The expected result should be 104 since 13 bytes should be allocated. We get 104 with a call to Close() or without calling Close().

   1: using System;
   2: using System.IO;
   3: using System.Security;
   4: using System.Security.Cryptography;
   5:  
   6: namespace TestCryptoStream
   7: {
   8:     class Program
   9:     {
  10:         static void Main(string[] args)
  11:         {
  12:             DESCryptoServiceProvider csp = new DESCryptoServiceProvider();
  13:             ICryptoTransform trans = csp.CreateEncryptor();
  14:             MemoryStream ms = new MemoryStream();
  15:  
  16:             using (CryptoStream cs = new CryptoStream(ms, trans, CryptoStreamMode.Write))
  17:             {
  18:                 cs.Write(new byte[100], 0, 100);
  19:                 //cs.Close();
  20:             }
  21:             Console.WriteLine(ms.ToArray().Length);
  22:         }
  23:     }
  24: }

However if you look through the MSDN link at link http://msdn.microsoft.com/en-us/library/bb354769.aspx, it states to explicitly call CryptoStream.Close().

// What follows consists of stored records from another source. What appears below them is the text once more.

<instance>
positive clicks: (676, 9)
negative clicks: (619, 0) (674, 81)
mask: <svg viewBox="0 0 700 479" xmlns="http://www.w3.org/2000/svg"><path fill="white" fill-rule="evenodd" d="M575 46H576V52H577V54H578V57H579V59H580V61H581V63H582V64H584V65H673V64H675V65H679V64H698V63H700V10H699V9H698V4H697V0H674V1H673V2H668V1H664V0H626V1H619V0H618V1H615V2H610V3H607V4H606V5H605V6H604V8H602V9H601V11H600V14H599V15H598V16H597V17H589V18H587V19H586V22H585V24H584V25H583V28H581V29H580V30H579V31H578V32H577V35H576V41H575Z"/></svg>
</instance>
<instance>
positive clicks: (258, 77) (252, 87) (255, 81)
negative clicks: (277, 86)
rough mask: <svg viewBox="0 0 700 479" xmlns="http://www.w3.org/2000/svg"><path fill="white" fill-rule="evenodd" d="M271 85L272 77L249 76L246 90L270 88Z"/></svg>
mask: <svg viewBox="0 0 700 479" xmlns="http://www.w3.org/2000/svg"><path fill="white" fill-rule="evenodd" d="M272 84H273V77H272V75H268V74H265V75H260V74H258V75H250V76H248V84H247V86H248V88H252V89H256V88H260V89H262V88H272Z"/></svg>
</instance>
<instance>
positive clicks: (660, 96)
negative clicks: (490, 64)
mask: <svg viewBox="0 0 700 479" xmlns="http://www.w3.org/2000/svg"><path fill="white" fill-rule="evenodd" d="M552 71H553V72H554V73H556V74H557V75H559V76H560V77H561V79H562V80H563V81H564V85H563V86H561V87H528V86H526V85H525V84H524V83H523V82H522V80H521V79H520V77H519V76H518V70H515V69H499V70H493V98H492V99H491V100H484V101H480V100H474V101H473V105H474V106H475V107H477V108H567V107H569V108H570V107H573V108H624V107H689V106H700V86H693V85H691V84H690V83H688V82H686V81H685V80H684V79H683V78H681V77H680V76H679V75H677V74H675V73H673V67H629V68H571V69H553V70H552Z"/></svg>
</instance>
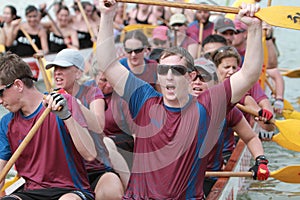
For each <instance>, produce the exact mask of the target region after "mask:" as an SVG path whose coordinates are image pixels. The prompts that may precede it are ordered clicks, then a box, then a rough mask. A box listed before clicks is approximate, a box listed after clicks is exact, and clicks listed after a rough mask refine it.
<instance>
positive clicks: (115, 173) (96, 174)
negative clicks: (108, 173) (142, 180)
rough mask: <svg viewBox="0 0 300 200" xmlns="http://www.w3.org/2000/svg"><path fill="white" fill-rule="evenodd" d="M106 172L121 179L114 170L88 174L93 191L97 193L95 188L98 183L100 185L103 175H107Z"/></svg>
mask: <svg viewBox="0 0 300 200" xmlns="http://www.w3.org/2000/svg"><path fill="white" fill-rule="evenodd" d="M106 172H112V173H114V174H116V175H117V176H118V177H120V175H119V174H118V173H117V172H115V170H113V169H108V170H98V171H94V172H88V179H89V183H90V185H91V189H92V190H93V191H95V188H96V186H97V183H98V181H99V179H100V178H101V176H103V174H105V173H106Z"/></svg>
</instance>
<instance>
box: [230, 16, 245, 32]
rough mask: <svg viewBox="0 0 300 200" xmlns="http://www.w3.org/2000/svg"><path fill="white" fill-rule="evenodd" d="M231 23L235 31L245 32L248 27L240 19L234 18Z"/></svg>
mask: <svg viewBox="0 0 300 200" xmlns="http://www.w3.org/2000/svg"><path fill="white" fill-rule="evenodd" d="M233 23H234V26H235V29H236V32H237V33H242V32H245V31H246V30H247V28H248V27H247V25H246V24H244V23H243V22H241V21H240V20H237V19H235V20H234V21H233Z"/></svg>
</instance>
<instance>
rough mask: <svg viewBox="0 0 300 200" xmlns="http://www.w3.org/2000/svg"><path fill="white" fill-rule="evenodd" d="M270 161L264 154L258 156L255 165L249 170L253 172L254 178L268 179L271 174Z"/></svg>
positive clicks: (257, 178)
mask: <svg viewBox="0 0 300 200" xmlns="http://www.w3.org/2000/svg"><path fill="white" fill-rule="evenodd" d="M268 163H269V161H268V160H267V158H266V157H265V156H264V155H261V156H257V157H256V159H255V165H254V166H253V167H251V168H250V169H249V171H252V172H253V179H254V180H256V179H257V180H260V181H263V180H267V179H268V177H269V176H270V171H269V169H268Z"/></svg>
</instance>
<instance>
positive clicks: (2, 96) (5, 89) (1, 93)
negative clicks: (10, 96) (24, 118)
mask: <svg viewBox="0 0 300 200" xmlns="http://www.w3.org/2000/svg"><path fill="white" fill-rule="evenodd" d="M14 83H15V81H13V82H12V83H10V84H7V85H6V86H5V87H4V88H2V89H0V97H3V92H4V91H5V90H7V89H9V88H10V87H11V86H12V85H13V84H14Z"/></svg>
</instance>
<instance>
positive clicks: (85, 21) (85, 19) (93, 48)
mask: <svg viewBox="0 0 300 200" xmlns="http://www.w3.org/2000/svg"><path fill="white" fill-rule="evenodd" d="M76 2H77V5H78V8H79V10H80V13H81V15H82V17H83V19H84V22H85V24H86V26H87V28H88V31H89V34H90V36H91V39H93V40H95V39H96V37H95V34H94V32H93V29H92V26H91V24H90V22H89V20H88V18H87V16H86V14H85V11H84V9H83V6H82V4H81V1H80V0H76ZM96 46H97V44H96V42H93V50H94V51H96Z"/></svg>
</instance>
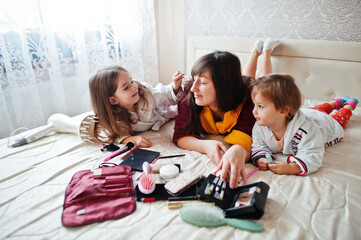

The part which states this at the above MSDN link is:

"You should always explicitly close your CryptoStream object after you are done using it by calling the Close method. Doing so flushes the stream and causes all remain blocks of data to be processed by the CryptoStream object. However, if an exception occurs before you call the Close method, the CryptoStream object might not be closed. To ensure that the Close method always gets called, place your call to the Close method within the finally block of a try/catch statement."

This seems to contradict the following bug listed at http://connect.microsoft.com/VisualStudio/feedback/ViewFeedback.aspx?FeedbackID=96160, which states:

"The behavior change in v2.0 was that Closing and Disposing the CryptoStream should be semantically the same. (See related bug http://lab.msdn.microsoft.com/ProductFeedback/viewFeedback.aspx?feedbackid=eb4fa053-cd76-4eb6-8e59-d46eb6ce16c2) This change was done for two reasons. First, we have consistency with other BCL streams which act in the same way. Secondly, if Dispose() did not Close(), then we would end up where Disposing a CryptoStream does not cause the final block to be flushed, therefore giving incorrect results."